白鳥 増田晃
白 鳥 増田晃
しづかにゆるく
薔薇色の酒をながすやうに
いつか消えいるそのおもひ
白鳥がすべつてゆく………
あつい火の接吻(くちづけ)のあとの
おきどころないこころとアンジェリュスが
やさしい祈りをうたふとき
白鳥がすべつてゆく………
雪よりもはかなくとけやすく
藍いかがみにうつるその白
その白をなげくやうに夢みるやうに
白鳥がすべつてゆく………
その胸よりわかれるウエーヴのしわは
亂されたとも見えぬばかりに
いつか練絹のあはい疲れとなり
白鳥がすべつてゆく………
その白いまろい胸にわかれるなみは
ルビーのさざめきをこぼしうつし
白い手に消えてゆくまどろみのひとときを
白鳥がすべつてゆく………
夢によくみるこのひととき
夢のなかからみえてくる幾羽かの白鳥
ただすべつてゆくばかりで
白鳥がすべつてゆく………
[やぶちゃん注:「アンジェリュス」は“Angelus”アンジェラス。
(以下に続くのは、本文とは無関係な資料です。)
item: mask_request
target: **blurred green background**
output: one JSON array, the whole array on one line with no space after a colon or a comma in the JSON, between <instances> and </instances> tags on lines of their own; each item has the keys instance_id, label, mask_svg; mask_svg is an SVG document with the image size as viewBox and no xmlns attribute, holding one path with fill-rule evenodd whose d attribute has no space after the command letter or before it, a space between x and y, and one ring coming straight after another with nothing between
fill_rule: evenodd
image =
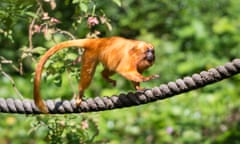
<instances>
[{"instance_id":1,"label":"blurred green background","mask_svg":"<svg viewBox=\"0 0 240 144\"><path fill-rule=\"evenodd\" d=\"M34 65L40 55L57 42L69 39L36 33L32 36L33 51L27 51L32 20L35 18L39 25L46 23L36 13L39 4L50 17L61 21L56 25L47 23L52 29L59 28L77 38L98 30L101 37L118 35L152 43L156 49L156 63L145 74L159 74L160 78L144 83L144 87L159 86L240 57L238 0L2 0L1 98L20 98L14 90L17 88L24 98L31 99ZM54 4L56 8L53 9ZM103 15L109 23L89 28L86 17ZM49 62L55 65L48 66L44 73L44 99L71 98L71 84L62 60L73 60L72 57L59 53ZM21 64L22 75L19 74L21 70L14 68ZM71 78L75 79L79 69L71 70ZM131 84L120 76L114 76L117 87L107 84L100 76L101 70L99 66L86 97L132 91ZM53 72L49 74L49 71ZM10 76L16 87L4 74ZM77 82L73 80L72 84L77 85ZM239 84L240 76L237 75L164 101L99 113L0 114L0 143L238 144Z\"/></svg>"}]
</instances>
カトリックのお告げの祈り。天使(“Angelus”はラテン語で天使の意)によって聖母マリアに受胎告知がなされたことを祝す祈り(朝・正午・夕べの三度、鐘の音とともに行う)。また、この時を告げる鐘の音をも指す。名は、この祈文の初めにある「主の御使(みつかい)」(Angelus Domini)に由来する。]